Well, if you don’t, I’ll tell you. What I’d like to know is: What’s the point of baby talk?

This is a bit of a disingenuous question, because I’m going to give you some possible answers. But I’m not entirely sure which of them, if any, is right. Linguists don’t agree on this. Seriously: You can take courses from different professors who will tell you directly contradictory things with equal certainty.

You may not know the term motherese, but I’m sure you’ll recognize what it is when I tell you it’s that way many people speak to infants (also to dogs, sometimes to cats, and sometimes even to senior citizens). Linguists have several terms for this. The classical term is motherese, which has fallen out of fashion a bit in recent years. Caregiver speech is sometimes seen, though more technical-sounding options are infant-directed speech and child-directed speech.

It turns out that motherese is fairly similar in most languages: Shorter phrases, simpler grammar, different versions of words, repetitions, slower speech, higher pitch, very exaggerated pitch contours (just think of someone saying to a baby, “Who’s that? Say hiiii!”), and more exaggerated vowel contrasts (wider-open “ah”s, tighter “ee”s, and so on).

The idea, according to some, is that all of this is important to help babies learn language.

But is motherese important in child language learning, really?

Well, here’s the thing: In some societies, they not only refrain from using baby talk, but also refuse to speak to babies at all. Linguists who hold no truck with motherese will quickly point to work by Elinor Ochs of UCLA in which she contrasted the helpful, encouraging, accommodating, motherese-using approach common in America with that of societies such as Western Samoa, where children who can’t talk aren’t spoken to directly.

Furthermore, when Samoan children are learning language, if they say something unclear, the parent doesn’t guess what it is and help them along—he or she just tells the child it can’t be understood. And how does this affect Samoan language learning? Well, obviously the children learn language. After all, the parents were once infants, too.

So does that mean motherese has no effect on children’s language learning? In fact, there is some evidence that it may help.

First of all, babies—especially ones half a year old or less—seem to prefer motherese. This isn’t really surprising; babies also like bright colors. Bigger contrasts seem to appeal to them more: Big rises and falls in pitch, mouths open wide or closed tight when speaking, etc.
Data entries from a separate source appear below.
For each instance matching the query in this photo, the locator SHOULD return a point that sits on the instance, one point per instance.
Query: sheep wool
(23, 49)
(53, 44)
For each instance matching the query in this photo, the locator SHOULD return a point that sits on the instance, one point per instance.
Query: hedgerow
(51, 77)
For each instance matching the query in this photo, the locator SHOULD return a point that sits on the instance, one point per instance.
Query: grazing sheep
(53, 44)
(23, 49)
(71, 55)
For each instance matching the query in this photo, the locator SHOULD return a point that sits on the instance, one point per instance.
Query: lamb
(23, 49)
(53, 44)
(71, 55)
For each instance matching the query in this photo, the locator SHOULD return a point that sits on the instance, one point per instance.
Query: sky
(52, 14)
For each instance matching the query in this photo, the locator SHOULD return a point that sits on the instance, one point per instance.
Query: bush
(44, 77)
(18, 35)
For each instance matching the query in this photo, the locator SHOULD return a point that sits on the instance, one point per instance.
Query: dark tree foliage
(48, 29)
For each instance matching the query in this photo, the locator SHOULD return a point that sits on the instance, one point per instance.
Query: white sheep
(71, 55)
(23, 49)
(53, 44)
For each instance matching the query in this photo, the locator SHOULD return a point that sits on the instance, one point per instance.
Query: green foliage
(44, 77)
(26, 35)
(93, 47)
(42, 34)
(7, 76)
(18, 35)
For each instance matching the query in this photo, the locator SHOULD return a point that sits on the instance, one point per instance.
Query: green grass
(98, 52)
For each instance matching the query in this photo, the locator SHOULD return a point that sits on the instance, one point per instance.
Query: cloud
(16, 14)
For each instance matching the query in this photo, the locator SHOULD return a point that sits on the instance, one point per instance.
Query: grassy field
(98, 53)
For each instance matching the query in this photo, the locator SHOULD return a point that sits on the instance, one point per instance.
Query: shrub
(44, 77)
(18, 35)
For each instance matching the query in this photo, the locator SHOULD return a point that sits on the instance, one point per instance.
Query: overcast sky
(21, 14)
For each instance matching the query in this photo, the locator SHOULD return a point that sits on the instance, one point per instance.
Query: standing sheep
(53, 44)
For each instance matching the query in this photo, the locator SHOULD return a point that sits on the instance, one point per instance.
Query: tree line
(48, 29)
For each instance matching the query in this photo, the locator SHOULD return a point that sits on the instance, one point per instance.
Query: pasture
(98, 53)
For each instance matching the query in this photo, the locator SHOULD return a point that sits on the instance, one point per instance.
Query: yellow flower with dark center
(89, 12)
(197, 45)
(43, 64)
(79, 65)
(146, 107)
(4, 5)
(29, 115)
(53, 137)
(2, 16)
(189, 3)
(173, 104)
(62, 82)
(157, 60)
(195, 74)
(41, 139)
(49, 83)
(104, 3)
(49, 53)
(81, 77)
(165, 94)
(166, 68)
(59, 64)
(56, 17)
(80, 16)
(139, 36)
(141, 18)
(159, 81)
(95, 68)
Second, some aspects of motherese do seem to correlate with better language learning in infants. Studies have found that infants appear to detect such things as syllable and phrase boundaries better when hearing motherese, and that infants spoken to with motherese appear to be better at identifying differences between consonants.
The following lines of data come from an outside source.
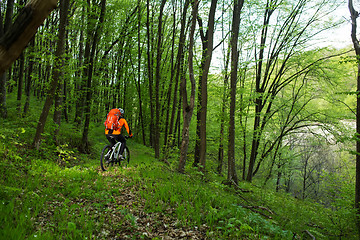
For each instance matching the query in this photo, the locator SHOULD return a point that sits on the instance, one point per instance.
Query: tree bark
(232, 176)
(89, 67)
(354, 15)
(207, 49)
(56, 73)
(28, 79)
(157, 82)
(150, 73)
(188, 108)
(23, 29)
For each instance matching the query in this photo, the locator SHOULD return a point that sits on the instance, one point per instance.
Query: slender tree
(354, 15)
(89, 68)
(232, 176)
(60, 46)
(188, 108)
(207, 40)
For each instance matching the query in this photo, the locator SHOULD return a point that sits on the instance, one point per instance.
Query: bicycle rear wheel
(126, 154)
(105, 161)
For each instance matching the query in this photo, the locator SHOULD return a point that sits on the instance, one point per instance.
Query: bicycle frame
(115, 152)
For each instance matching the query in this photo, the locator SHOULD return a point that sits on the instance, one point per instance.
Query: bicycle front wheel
(126, 154)
(105, 161)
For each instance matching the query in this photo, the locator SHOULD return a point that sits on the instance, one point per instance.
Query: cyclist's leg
(111, 139)
(121, 138)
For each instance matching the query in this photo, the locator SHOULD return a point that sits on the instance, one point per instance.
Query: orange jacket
(122, 122)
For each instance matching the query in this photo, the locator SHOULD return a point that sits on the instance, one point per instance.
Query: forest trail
(121, 214)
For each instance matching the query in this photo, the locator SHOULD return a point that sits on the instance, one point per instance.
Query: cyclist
(114, 122)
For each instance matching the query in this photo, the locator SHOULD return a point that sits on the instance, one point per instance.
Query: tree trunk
(56, 73)
(141, 118)
(89, 67)
(28, 79)
(232, 176)
(150, 73)
(157, 82)
(23, 29)
(354, 15)
(188, 108)
(207, 49)
(20, 81)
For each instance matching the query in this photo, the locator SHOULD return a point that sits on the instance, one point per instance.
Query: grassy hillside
(59, 193)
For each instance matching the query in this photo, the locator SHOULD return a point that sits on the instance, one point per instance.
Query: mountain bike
(110, 156)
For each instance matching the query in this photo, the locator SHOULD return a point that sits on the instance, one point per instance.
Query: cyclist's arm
(127, 127)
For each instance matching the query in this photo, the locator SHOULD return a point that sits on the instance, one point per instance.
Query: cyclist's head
(121, 112)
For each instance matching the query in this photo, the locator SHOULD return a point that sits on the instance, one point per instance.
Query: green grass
(59, 193)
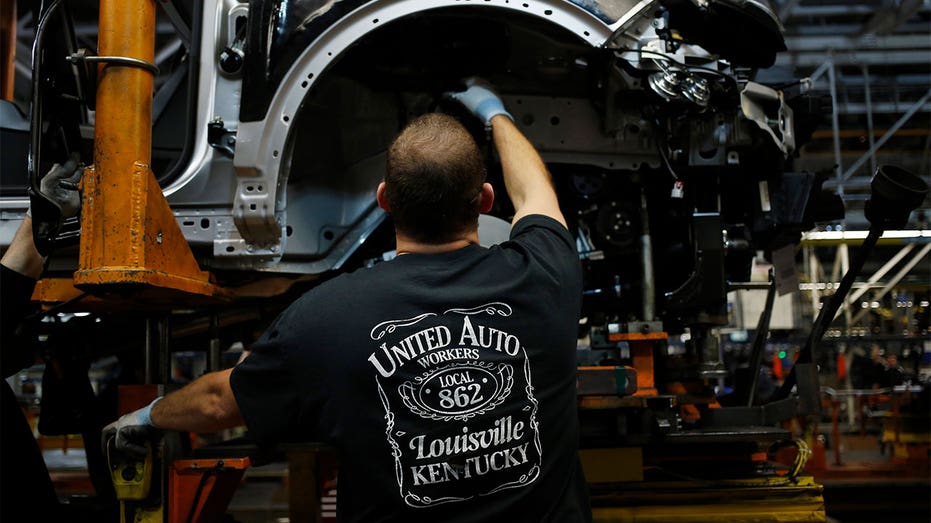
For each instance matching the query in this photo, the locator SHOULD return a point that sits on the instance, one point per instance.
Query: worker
(444, 377)
(25, 484)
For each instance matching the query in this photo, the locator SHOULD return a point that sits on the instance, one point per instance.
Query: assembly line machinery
(250, 176)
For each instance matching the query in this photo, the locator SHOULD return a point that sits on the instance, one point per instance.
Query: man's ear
(487, 198)
(381, 198)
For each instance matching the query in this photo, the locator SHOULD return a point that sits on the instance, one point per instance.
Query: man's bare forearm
(206, 404)
(22, 256)
(525, 175)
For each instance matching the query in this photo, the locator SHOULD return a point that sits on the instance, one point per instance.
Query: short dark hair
(434, 176)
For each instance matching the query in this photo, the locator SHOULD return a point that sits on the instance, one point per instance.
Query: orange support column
(130, 240)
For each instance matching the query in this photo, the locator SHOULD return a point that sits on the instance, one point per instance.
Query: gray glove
(61, 186)
(132, 431)
(481, 100)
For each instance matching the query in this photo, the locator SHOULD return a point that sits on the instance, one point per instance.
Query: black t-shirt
(446, 382)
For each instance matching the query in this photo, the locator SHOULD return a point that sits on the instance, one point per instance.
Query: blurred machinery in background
(251, 174)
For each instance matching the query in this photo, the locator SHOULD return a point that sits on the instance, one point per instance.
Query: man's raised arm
(526, 178)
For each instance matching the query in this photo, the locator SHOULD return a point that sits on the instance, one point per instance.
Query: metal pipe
(759, 339)
(869, 114)
(213, 352)
(896, 278)
(885, 138)
(835, 126)
(649, 288)
(880, 273)
(826, 315)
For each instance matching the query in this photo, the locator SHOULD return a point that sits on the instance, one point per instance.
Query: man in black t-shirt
(445, 377)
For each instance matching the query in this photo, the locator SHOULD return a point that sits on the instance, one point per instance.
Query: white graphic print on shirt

A common hypothesis is that better ability to discriminate sounds leads to better ability to learn words and grammar. Some studies have indicated that how mothers talk to infants before they’re old enough to speak can have an effect on the children’s language abilities a year or so later.

However, the studies that show positive effects only focus on specific areas. Also, they don’t show overwhelming effects and other studies have not found any meaningful effects at all.

There are also factors that are very hard to filter out. For starters, we have to remember that most of the speech an infant hears is normal speech, not motherese, because most of the speech it hears is not directed towards it. And not all the speech directed to the infant will be motherese, either—it’s unlikely that every person who speaks to the baby will use motherese. Finally, women who use motherese will hopefully speak differently when speaking to adults, and the babies will overhear that, too. Not to mention that motherese isn’t likely to help children learn much about grammar directly, considering it’s so often grammatically incomplete or plain wrong.

So if motherese has positive effects, they are not enough to make the difference between a child genius and a semiliterate Neanderthal, and may not even be enough to make the difference between a B+ and an A– in English class years later.

And that’s if it has positive effects. The evidence is inconclusive enough so far that it will continue to make developmental linguists’ careers for decades to come. But I know two things that shape my opinion on whether to use motherese:

First, two of the most highly literate, grammatically acute people I know, with the largest vocabularies, grew up with linguist parents who never used motherese with them.

Second, motherese drives me absolutely nuts. Yesss! Yes it does! Oh yeeeeeesssss! Doesn’t it drive you nuts too?! Doesn’t it? Doesn’t it?!